Whitehorse school Principal Kim Schaefer said that students, whom she calls “scholars,” will be certified in Virtual Reality (VR) technology and entrepreneurship, to reward a new generation with successful jobs and careers without leaving their families, rural reservation, and community.

“Kids think that when they graduate, they will make money, but at the same time they’re thinking about being home,” said Ramsey Seweingyawma, math and coding teacher at Whitehorse High School. “But there are no jobs here.”

Whitehorse Student Kyle tries out VR Technology

The centre will offer courses that will give students hands-on experience in storyboarding, app development, networking, design, and programming.

“Bringing Virtual Reality and programming tools into our district will create generations of students with new and marketable skills,” said Aaron Brewer, Director of Technology for San Juan School District.

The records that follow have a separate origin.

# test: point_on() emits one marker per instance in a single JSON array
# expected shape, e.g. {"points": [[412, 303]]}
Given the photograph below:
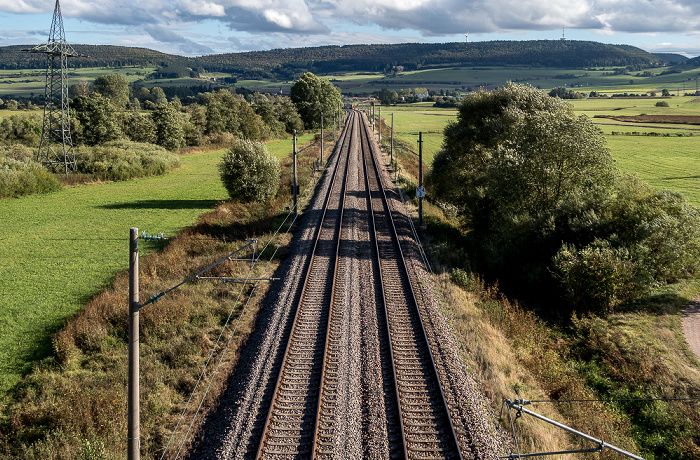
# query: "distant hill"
{"points": [[14, 57], [288, 64]]}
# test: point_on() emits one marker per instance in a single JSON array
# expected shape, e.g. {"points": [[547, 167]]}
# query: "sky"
{"points": [[199, 27]]}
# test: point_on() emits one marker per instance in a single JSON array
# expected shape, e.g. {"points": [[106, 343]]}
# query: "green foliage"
{"points": [[95, 120], [168, 127], [139, 128], [249, 172], [288, 114], [313, 96], [21, 128], [538, 190], [598, 277], [626, 365], [229, 113], [124, 160], [114, 87], [21, 175]]}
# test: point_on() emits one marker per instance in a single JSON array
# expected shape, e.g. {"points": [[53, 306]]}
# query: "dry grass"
{"points": [[74, 405], [513, 354]]}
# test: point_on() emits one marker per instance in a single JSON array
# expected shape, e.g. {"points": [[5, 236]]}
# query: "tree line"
{"points": [[291, 63]]}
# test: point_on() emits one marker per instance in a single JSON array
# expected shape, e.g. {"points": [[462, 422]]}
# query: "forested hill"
{"points": [[289, 63], [411, 56], [15, 57]]}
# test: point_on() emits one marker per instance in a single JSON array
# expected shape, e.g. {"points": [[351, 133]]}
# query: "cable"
{"points": [[613, 400], [235, 328]]}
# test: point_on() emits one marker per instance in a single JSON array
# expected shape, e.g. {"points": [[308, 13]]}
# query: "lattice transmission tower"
{"points": [[56, 147]]}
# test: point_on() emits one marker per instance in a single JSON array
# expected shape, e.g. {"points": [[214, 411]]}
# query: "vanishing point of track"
{"points": [[305, 406]]}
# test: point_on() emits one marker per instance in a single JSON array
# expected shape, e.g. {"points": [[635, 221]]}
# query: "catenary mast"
{"points": [[56, 147]]}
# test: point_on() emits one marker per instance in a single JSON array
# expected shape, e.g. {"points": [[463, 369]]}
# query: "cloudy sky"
{"points": [[196, 27]]}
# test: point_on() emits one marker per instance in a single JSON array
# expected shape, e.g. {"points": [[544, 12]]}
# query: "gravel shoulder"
{"points": [[691, 325]]}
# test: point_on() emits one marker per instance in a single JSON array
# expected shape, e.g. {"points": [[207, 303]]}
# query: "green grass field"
{"points": [[664, 162], [409, 121], [58, 250], [32, 82]]}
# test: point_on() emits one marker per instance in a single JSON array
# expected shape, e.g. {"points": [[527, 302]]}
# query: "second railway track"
{"points": [[308, 416]]}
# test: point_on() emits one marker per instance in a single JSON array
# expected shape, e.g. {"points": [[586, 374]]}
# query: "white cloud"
{"points": [[284, 23], [21, 6], [202, 8]]}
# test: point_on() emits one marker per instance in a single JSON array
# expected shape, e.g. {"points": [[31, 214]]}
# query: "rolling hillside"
{"points": [[287, 63]]}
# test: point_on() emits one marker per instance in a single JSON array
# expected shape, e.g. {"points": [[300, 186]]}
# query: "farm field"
{"points": [[666, 161], [32, 82], [58, 250], [26, 82]]}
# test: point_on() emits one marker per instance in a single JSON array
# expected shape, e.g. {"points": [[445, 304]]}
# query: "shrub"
{"points": [[20, 175], [249, 172], [124, 160], [598, 277]]}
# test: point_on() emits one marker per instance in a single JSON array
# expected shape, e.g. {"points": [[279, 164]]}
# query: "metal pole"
{"points": [[600, 442], [420, 177], [134, 442], [294, 181], [392, 139]]}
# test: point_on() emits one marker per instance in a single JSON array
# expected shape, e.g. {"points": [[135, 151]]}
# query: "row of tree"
{"points": [[291, 63], [109, 109], [547, 212]]}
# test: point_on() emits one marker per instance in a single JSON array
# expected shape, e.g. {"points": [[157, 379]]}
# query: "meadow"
{"points": [[666, 160], [58, 250], [31, 82]]}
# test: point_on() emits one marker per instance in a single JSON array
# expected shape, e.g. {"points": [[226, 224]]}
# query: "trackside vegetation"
{"points": [[629, 359], [249, 172], [73, 405], [549, 215]]}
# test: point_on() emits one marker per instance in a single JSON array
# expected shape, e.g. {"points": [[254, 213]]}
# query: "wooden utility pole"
{"points": [[134, 442], [294, 180], [392, 140], [420, 192]]}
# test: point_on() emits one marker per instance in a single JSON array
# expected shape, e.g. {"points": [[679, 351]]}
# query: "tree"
{"points": [[288, 114], [96, 118], [313, 96], [139, 128], [114, 87], [158, 95], [249, 172], [168, 127], [548, 213]]}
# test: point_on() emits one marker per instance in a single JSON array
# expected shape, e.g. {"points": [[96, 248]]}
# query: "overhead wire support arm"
{"points": [[157, 296], [518, 406]]}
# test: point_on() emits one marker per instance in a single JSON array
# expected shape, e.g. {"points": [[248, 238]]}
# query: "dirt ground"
{"points": [[691, 325]]}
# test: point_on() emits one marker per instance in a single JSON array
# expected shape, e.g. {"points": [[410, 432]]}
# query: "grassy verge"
{"points": [[73, 403], [59, 249], [639, 353]]}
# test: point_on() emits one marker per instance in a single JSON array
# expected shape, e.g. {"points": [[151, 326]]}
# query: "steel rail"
{"points": [[265, 435], [394, 236], [341, 205]]}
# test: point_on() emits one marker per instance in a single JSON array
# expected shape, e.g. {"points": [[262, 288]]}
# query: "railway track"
{"points": [[307, 413]]}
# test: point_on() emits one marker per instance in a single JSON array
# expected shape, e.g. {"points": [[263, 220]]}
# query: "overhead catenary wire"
{"points": [[294, 216]]}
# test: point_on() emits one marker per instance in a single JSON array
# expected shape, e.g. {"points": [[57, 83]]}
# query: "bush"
{"points": [[124, 160], [249, 172], [20, 175], [598, 277]]}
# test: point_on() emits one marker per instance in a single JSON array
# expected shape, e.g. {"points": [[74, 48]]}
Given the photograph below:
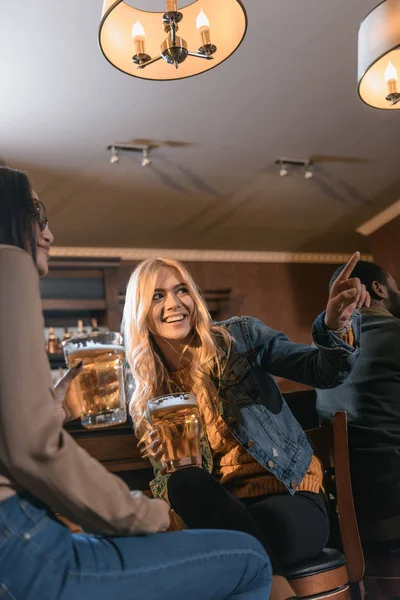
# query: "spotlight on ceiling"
{"points": [[283, 171], [308, 172], [146, 162], [114, 155], [286, 164], [118, 147]]}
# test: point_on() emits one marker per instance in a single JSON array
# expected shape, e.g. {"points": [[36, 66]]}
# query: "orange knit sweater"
{"points": [[242, 475]]}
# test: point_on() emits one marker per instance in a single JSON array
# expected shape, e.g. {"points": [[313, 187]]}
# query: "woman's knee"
{"points": [[189, 481]]}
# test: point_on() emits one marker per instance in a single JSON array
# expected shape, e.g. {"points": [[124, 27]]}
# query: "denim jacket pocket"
{"points": [[38, 518], [5, 592], [238, 382]]}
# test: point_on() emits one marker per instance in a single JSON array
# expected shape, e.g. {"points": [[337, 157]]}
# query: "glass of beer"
{"points": [[176, 418], [100, 383]]}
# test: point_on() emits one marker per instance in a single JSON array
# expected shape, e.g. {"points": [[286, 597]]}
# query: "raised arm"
{"points": [[34, 449], [330, 360]]}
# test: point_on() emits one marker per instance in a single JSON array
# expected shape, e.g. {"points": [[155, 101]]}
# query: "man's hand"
{"points": [[67, 395], [345, 296]]}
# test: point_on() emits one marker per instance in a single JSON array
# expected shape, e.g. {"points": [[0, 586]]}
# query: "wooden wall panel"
{"points": [[385, 247], [286, 297]]}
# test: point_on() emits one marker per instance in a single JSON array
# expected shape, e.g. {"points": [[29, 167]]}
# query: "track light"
{"points": [[118, 147], [146, 162], [308, 172], [114, 155], [283, 171], [285, 164]]}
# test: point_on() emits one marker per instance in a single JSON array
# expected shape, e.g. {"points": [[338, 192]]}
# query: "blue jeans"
{"points": [[40, 559]]}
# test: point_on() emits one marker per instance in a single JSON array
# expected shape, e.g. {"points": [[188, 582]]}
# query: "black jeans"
{"points": [[291, 528]]}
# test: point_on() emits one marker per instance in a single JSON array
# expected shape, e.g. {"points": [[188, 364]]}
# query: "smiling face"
{"points": [[171, 313]]}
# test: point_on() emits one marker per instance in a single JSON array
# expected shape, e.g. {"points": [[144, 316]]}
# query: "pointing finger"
{"points": [[345, 274]]}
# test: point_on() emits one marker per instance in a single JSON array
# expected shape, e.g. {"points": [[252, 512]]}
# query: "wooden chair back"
{"points": [[331, 446]]}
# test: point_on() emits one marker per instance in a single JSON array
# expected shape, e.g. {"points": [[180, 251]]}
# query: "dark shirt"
{"points": [[371, 397]]}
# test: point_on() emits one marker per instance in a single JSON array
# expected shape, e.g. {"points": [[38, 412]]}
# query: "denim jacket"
{"points": [[252, 405]]}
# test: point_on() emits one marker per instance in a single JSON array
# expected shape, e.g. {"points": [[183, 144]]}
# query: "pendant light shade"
{"points": [[379, 56], [205, 34]]}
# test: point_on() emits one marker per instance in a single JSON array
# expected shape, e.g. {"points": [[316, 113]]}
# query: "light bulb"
{"points": [[390, 73], [146, 162], [114, 156], [283, 171], [138, 30], [202, 20]]}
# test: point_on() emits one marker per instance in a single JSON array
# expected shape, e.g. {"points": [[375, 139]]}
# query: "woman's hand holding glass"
{"points": [[153, 448]]}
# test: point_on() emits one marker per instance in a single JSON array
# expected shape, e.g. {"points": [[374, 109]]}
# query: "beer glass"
{"points": [[100, 383], [176, 417]]}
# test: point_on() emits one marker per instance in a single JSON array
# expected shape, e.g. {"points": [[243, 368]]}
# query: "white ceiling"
{"points": [[289, 90]]}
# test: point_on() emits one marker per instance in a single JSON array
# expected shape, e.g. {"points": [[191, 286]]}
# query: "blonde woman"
{"points": [[42, 469], [259, 473]]}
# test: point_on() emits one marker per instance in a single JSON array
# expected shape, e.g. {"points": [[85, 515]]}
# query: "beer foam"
{"points": [[172, 401], [100, 347]]}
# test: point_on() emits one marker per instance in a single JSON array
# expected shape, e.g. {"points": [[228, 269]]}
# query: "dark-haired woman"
{"points": [[42, 469]]}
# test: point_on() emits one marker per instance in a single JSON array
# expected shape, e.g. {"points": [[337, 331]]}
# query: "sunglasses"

Kit Mantz, Secondary Schools Supervisor and CTE Director for San Juan County added, “The most important part of this programme is that it could potentially create new jobs locally so that our scholars would not have to leave our communities and county to find employment opportunities that pay well.”

The VR centres are being set up and managed by Lobaki, a social enterprise from Jackson, MS. Spending on VR globally is currently greater than $13 billion, and is expected to significantly increase in the next decade, with career opportunities spiking as a result.